Work is set to get under way on an Irish law to allow transsexuals to change their sex on their birth certificate.
The news comes despite warnings from critics that measures to change sex physically would not help resolve psychological turmoil.
The Minister for Social and Family Affairs, Mary Hanafin said she would “progress this matter in the immediate future”.
She added: “The means by which legal recognition will be affected may include legislation and, in any event, will require careful consideration and consultation.”
Cat McIlroy of Transgender Equality Network Ireland, an activist group, said: “There are under 100 people accessing hormones in the Loughlinstown clinic, but many more people identify as cross-dressers or transvestites and their family or work experiences can dictate if they go further.
“We believe there are potentially hundreds of people who could benefit from new laws in the area.”
The Green Party in Ireland pushed for the change but the Fianna Fáil Party has expressed concern that people would seek to change their sex for reasons other than psychological or medical, such as welfare or other entitlements.
In the UK, the Gender Recognition Act was passed in 2004.
It allows a biologically normal man to become a woman in law and vice versa. This means a man can apply for a Gender Recognition Certificate and then obtain a new birth certificate stating he was born a woman.

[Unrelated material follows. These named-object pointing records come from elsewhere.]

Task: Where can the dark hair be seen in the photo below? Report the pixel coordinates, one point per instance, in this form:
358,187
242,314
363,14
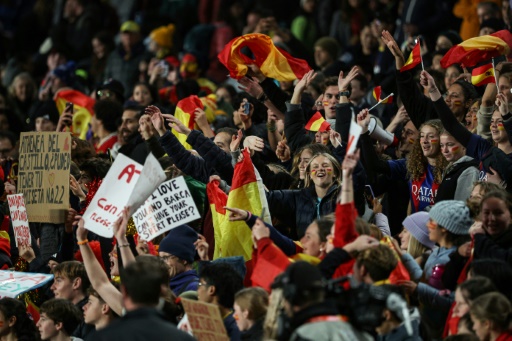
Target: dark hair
73,269
142,282
108,112
24,328
96,167
152,90
225,279
10,136
62,311
497,270
378,261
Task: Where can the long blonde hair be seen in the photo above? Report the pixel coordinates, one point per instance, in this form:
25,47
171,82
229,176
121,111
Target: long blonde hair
417,163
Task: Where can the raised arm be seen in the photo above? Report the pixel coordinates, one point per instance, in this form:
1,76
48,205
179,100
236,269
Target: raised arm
97,276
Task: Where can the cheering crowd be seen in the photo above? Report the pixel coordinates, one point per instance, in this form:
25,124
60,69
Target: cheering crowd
377,134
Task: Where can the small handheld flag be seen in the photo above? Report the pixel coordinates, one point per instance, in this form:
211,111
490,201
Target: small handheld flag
414,58
317,123
384,100
483,75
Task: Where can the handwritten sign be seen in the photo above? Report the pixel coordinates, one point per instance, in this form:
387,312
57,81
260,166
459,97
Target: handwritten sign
13,283
43,177
19,219
170,205
125,183
205,321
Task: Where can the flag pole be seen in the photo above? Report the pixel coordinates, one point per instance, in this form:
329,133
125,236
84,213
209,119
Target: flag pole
495,78
382,100
418,41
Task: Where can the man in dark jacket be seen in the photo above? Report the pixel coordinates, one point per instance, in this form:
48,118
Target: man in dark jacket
141,289
134,146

Under the Act a man can become a woman “for all purposes” in law. He could then legally marry another man, because in law the couple would be of opposite sexes.
Critics point to evidence of transsexuals who later change their minds.
According to a Home Office report on transsexualism: “Many people revert to their biological sex after living for some time in the opposite sex”.
Doctors from the NHS Portman Clinic, an internationally acclaimed centre for ‘sex change’ treatment, have stated, “what many patients find is that they are left with a mutilated body, but the internal conflicts remain”.